Interesting, important, and very readable. The science is pretty light- not really enlightening. This isn't a good book for learning the nuts and bolts of the science of bioweapons, but more on how the industry worked, how it fit into soviet military politics, what the potential capabilities are, and how material is weaponized. You do wonder what Alibek's true motives are. This book is much more focused on the structure of the Soviet bio weapons secret industry than on Alibek himself. As a defector there are incentives to play up your own continued importance to your new host country. I would be fascinated to read about what (if any) scenarios the Soviets imagined using these weapons in, especially since the author portrays most generals as being very ignorant in regards to bioweapons. Was the potential for a world pandemic or potential blowback to the USSR or its allies if they used these weapons ever discussed at higher levels? How would these weapons fit into Soviet strategy or contingency planning? According to Alibek the highest scientists in the program did not ever work on actual strategy or tactics for using the weapons- but did anyone in the military have the scientific knowledge to know how to use these effectively? HIV was spreading around the globe during the late Cold War era- wasn't the potential of releasing an even more virulent and contagious disease obviously dangerous for the USSR too? How much did they compare it to nuclear weapons at the time?
Ronald Reagan called the 1980’s USSR the “evil empire”. And it sounds like rhetorical exaggeration if you’re not familiar with the facts. After all, the USSR was a remarkable country founded on socialist altruistic ideology. How possibly it could be evil?
After reading this book, you know what’s evil about Russia.
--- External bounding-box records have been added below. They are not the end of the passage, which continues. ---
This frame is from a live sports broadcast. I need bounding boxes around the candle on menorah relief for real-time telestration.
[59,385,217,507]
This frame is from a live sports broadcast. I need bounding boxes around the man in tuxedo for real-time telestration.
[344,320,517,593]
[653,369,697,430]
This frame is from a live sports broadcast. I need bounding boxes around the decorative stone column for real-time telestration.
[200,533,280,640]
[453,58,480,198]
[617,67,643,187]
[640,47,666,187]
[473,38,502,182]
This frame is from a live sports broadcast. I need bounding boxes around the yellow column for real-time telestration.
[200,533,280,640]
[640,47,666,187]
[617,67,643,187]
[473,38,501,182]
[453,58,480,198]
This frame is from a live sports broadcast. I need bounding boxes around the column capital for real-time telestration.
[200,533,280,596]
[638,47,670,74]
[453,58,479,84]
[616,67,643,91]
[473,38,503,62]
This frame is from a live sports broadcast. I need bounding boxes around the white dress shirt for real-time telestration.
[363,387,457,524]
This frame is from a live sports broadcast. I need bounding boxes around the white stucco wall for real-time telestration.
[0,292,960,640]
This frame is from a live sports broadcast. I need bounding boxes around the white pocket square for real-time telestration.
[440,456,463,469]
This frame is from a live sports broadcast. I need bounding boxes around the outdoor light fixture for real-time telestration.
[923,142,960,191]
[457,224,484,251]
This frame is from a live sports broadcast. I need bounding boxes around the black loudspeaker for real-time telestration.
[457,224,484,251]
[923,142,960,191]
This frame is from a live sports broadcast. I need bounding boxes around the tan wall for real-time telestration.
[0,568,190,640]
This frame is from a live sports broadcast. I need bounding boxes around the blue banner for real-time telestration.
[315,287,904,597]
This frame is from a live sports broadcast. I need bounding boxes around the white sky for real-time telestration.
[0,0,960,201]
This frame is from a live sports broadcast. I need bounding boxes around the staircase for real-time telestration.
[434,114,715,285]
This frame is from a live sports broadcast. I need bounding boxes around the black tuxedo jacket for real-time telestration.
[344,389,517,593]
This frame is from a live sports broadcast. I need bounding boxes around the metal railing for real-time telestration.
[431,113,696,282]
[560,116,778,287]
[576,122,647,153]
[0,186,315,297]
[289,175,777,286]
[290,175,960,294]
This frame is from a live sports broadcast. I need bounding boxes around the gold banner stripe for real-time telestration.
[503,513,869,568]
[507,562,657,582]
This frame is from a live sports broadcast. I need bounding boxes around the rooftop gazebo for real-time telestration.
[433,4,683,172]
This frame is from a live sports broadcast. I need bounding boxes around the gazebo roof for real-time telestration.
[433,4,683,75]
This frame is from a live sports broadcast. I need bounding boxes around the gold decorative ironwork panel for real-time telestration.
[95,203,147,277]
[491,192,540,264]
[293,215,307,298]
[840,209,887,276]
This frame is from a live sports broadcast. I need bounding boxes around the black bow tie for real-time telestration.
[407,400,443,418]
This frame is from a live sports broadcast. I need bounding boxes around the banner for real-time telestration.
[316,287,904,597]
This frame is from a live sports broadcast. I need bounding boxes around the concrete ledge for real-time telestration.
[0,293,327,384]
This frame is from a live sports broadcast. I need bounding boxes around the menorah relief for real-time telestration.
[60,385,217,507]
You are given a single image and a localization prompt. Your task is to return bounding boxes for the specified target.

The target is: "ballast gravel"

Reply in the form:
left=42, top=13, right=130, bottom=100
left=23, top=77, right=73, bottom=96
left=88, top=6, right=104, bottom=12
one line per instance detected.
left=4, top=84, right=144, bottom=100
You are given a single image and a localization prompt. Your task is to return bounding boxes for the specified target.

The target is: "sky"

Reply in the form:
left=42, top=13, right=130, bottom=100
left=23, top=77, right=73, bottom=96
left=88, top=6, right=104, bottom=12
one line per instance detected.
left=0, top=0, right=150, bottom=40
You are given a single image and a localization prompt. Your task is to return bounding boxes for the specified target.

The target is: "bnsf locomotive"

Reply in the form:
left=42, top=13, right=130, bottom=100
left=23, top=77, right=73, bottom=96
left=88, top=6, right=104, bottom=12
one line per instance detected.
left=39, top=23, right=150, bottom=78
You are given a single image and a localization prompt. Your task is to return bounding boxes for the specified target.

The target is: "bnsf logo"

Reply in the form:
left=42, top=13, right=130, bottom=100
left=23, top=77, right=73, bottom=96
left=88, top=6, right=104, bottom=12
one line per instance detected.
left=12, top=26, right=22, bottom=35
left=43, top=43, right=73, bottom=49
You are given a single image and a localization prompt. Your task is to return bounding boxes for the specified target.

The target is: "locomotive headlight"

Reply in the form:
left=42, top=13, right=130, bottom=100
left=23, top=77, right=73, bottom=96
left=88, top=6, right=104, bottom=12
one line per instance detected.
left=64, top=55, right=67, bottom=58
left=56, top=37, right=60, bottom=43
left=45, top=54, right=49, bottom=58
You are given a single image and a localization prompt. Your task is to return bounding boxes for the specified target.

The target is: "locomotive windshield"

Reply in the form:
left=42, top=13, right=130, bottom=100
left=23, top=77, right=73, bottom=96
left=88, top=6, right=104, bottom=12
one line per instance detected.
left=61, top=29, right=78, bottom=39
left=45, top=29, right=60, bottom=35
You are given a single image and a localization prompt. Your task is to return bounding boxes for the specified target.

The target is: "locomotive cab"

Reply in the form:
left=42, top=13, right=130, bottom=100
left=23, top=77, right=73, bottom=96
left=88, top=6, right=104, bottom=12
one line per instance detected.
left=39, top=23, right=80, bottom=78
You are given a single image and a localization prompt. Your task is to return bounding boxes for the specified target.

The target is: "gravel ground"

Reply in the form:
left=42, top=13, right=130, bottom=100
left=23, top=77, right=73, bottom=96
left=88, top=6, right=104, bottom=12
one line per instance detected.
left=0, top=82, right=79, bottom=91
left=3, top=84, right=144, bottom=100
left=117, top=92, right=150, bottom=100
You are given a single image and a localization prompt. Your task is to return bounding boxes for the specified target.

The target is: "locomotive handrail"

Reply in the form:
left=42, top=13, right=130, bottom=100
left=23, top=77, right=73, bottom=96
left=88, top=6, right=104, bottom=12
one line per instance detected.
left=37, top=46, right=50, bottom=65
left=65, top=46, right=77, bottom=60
Only people with absolutely no conscience can tolerate producing new diseases which don’t even have a vaccine. And, of course, official denials of any biological weapons activities. There’s no public opinion in Russia: they are silent, and obedient. It’s the same story every time, it’s just pure evil. When Russia started a war in Ukraine (2014), president Putin, guilty of at least 10,000 deaths, lied about no Russian involvement. And guess what? Russians are going to reelect him. Complicity — this is the evil that makes scary biological weapons programs possible. And this is the world we’re living in. Wish the contents of this book was a fantasy.
Not sure why Ken Alibek is called “head of the program”. As far as I know from this book, he wasn’t.
The book was short and informative. Last ~30 pages felt like the author advertising his consulting services. Which is not bad.
Alibek uncovers the world of the USSR bioengineering and production of deadly weapons used in biowarfare. During the Cold War, during the reckoning of weapons of mass destruction, Former Soviet Union took an extreme interest in not only nuclear weaponry, but biological, and Alibek gives a detailed account about the horrifyingly real world he walked through. There is not a doubt in my mind that everything here happened. USSR backed out of treaties with the UN to implement their plans on biowarfare. Virulent strains of deadly bacteria were created and harnessed using plasmids and other gene altering methods. To think that that all of our advances in GMO's and vaccinations started with mankind's desires to kill each other with weapons of mass destruction seems disturbingly realistic after reading this book. I've personally mutated the genetic material of numerous organisms and know that Alibek's account is tangible. I urge those who thinks the Soviet's involvement in biological weapons as fraudulent to read this book.